La desconocida tendría unos veinticinco años, quizá veintiocho si contaba con que el maquillaje, aplicado con la precisión de un cirujano plástico, ocultaba algunas ojeras de insomnio. Llevaba una gabardina de color camel que gritaba “diseño caro” y un bolso que probablemente costaba lo mismo que el alquiler de Marta de los últimos tres meses. Su pelo, de un rubio tan perfecto que parecía retocado con Photoshop en tiempo real, caía sobre sus hombros con una elegancia que contrastaba violentamente con el moño mal hecho de Marta y su camiseta con una mancha de tomate frito de la cena de anoche.

Se quedaron mirando en silencio durante lo que parecieron dos legislaturas completas. Marta analizó el entorno. El rellano olía a un perfume floral, de esos que dejan rastro y te persiguen hasta el ascensor.

— ¿Sí? —preguntó Marta, recuperando finalmente el habla y arqueando una ceja con ese escepticismo tan madrileño que dice “no me vendas nada que no tengo el cuerpo para fiestas”.

La mujer no pestañeó. Se ajustó el bolso al hombro y clavó sus ojos —unos ojos de un azul tan frío que Marta sintió que la calefacción rota era el menor de sus problemas— en la cara de la editora.

— ¿Tú eres su mujer? —soltó la desconocida. La voz era dulce, pero tenía un filo metálico que cortaba el aire de la mañana.

Marta sintió un pinchazo en el estómago, ese presentimiento de que el “Social Drama” que solía editar en su pantalla acababa de saltar la valla y se había instalado en el felpudo de su casa. Sin embargo, su instinto de supervivencia y su sentido del humor, ese que siempre la salvaba de los desastres, se activaron de inmediato.

— Sí. La misma que viste y calza… bueno, la que viste esta camiseta vieja y calza zapatillas de conejo —respondió Marta con una calma que la sorprendió hasta a ella misma—. ¿Y tú quién eres? ¿La de la revisión del gas? Porque te aviso que la caldera está más muerta que la carrera de un concursante de reality tras tres meses de la final.

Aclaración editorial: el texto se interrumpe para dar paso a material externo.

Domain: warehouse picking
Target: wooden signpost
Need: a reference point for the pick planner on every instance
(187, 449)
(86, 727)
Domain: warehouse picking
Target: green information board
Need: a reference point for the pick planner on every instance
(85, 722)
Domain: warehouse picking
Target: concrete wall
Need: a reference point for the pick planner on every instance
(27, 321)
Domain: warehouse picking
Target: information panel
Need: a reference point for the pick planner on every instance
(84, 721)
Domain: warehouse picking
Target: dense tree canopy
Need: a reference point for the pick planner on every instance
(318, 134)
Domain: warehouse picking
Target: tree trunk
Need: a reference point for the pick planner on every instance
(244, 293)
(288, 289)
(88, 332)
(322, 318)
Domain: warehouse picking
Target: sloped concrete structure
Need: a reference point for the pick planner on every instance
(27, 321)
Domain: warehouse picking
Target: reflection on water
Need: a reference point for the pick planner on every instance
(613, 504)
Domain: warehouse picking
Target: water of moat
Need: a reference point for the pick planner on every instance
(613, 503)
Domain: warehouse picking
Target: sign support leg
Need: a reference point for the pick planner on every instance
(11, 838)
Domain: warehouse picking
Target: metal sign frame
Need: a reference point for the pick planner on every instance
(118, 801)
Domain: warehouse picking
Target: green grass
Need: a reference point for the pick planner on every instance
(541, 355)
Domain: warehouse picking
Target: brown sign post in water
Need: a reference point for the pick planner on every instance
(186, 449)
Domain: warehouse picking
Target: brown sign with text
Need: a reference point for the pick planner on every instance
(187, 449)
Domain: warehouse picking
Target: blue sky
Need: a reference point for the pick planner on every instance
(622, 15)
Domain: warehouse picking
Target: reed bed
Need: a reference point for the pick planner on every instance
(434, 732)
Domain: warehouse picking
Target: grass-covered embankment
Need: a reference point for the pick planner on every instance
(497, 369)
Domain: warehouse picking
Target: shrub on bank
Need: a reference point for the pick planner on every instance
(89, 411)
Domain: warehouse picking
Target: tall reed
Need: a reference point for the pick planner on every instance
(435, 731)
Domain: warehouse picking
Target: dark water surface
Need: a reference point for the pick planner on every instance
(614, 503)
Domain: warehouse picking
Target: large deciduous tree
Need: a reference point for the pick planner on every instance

La mujer no se rió. Al contrario, se irguió un poco más, ganando esos centímetros de superioridad moral que suelen tener las personas que creen que tienen la verdad absoluta de su parte.

— Soy la mujer a la que prometió dejarte —dijo, soltando la bomba con una naturalidad pasmosa, como quien pide un café con leche de avena en una terraza de la calle Fuencarral.

Marta se quedó petrificada. El silencio del rellano fue interrumpido por el ladrido lejano de un perro y el sonido del ascensor bajando. Su cerebro de editora empezó a procesar la frase. “Prometió dejarte”. Clásico. De manual. El bicho de Roberto, ese consultor de marketing que siempre llegaba a casa hablando de métricas y “engagement”, había estado haciendo su propia campaña publicitaria fuera de casa.

Pero Marta, en lugar de echarse a llorar, de gritar o de arrancarle ese rubio platino de la cabeza, sintió algo muy distinto: alivio. Un alivio inmenso, pesado y liberador.

— ¡No me digas! —exclamó Marta, abriendo la puerta de par en par con un entusiasmo que dejó a la otra mujer totalmente descolocada—. ¡Pero qué alegría me das! Pasa, pasa, por favor. No te quedes ahí fuera, que hace un frío de justicia y en este edificio la corriente de aire es el deporte nacional.

La desconocida, cuyo nombre Marta todavía no sabía pero a la que ya visualizaba como un ángel de la guarda con gabardina de marca, parpadeó varias veces, confundida. No era la reacción que esperaba. Se suponía que debía haber gritos, lágrimas, quizá un bofetón de esos que hacen época. No una invitación cordial a pasar al salón.